Anyway, I normally just send off for the album from Amazon rather than getting it from iTunes, because keeping my iTunes libraries in sync with DRM's songs is such a pain in the neck, but I bought the Joan Osborne song anyway, because it sounded pretty good in the sample, and it was a single - not something I'll ever bother to get on CD, if it's even available that way. It's a good song, and she performs it well. But I got it into my head to listen to the original, which I also wound up buying from iTunes. And it's much better. I like both versions, and I'll keep them in rotation, but wow, the Dead were really good, weren't they? Maybe there's a reason people used to follow them around in old converted school buses.

I was watching an episode of Grey's Anatomy yesterday, and the theme seemed to be delusions, or something like that. One of the characters got into a bad accident because he had developed obsessive/compulsive disorder. Stopped at a red light, he couldn't go until he was done counting up to three hundred something, even though the light had changed. Another character resisted surgery to fix her ruptured spleen after a bad fall because her horoscope seemed to be telling her it was a bad idea.
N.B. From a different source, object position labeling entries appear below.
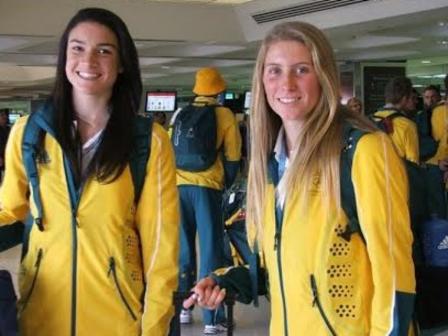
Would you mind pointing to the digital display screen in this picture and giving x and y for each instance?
(229, 96)
(158, 101)
(12, 117)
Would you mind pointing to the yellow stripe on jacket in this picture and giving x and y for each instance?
(439, 126)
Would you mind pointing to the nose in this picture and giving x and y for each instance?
(288, 81)
(89, 57)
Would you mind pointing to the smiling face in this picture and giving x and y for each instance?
(93, 62)
(290, 81)
(430, 98)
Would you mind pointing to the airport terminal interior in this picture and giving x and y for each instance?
(373, 41)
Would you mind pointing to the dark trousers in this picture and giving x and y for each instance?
(8, 310)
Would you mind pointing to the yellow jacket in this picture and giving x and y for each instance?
(228, 138)
(319, 280)
(355, 281)
(439, 127)
(111, 268)
(404, 136)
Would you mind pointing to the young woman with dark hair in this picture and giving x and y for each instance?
(100, 261)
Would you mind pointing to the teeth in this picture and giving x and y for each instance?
(87, 75)
(288, 100)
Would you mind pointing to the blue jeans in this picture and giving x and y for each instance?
(200, 211)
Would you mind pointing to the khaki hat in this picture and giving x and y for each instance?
(209, 82)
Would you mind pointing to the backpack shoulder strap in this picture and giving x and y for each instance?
(140, 153)
(30, 142)
(350, 140)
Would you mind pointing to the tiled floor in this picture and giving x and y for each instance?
(250, 321)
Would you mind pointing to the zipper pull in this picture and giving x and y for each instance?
(276, 240)
(111, 266)
(39, 258)
(314, 289)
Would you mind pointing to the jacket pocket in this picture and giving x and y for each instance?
(30, 291)
(112, 270)
(316, 302)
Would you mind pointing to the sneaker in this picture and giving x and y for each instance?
(186, 316)
(214, 329)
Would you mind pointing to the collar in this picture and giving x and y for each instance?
(206, 100)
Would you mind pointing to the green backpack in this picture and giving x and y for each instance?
(17, 233)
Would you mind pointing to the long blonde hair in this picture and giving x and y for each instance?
(320, 141)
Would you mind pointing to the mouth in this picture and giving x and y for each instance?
(288, 100)
(87, 75)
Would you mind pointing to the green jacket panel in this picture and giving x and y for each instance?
(113, 266)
And it occurred to me that actually most of what we do is like that. Invading Iraq is like picking up a penny, only with lots of killing. There was no way before the war that we could have predicted any kind of outcome, positive or negative, other than that a bunch of people would definitely die because people die in wars. Looking back on it, the decision seems completely idiotic. I mean, I thought it was idiotic at the time, but now it looks ten times more idiotic. I can't see my own blind spots, but I'm sure that I have some that are just as huge as our country's blind spot about retaliation and safety.

The latest thing in the news is the school shooting of a bunch of young Amish girls. The Amish have reacted very intelligently to what happened. Their focus is on forgiveness. They are grieving privately. They are bringing in the harvest. They aren't talking about retribution. They aren't talking about shunning the killer's wife. They are talking about forgiving him, and welcoming her. The Amish, I now see, are some of the least superstitious people in the United States. We have a lot to learn from them; I am grateful that they found their way into the public eye, even if the occasion was death.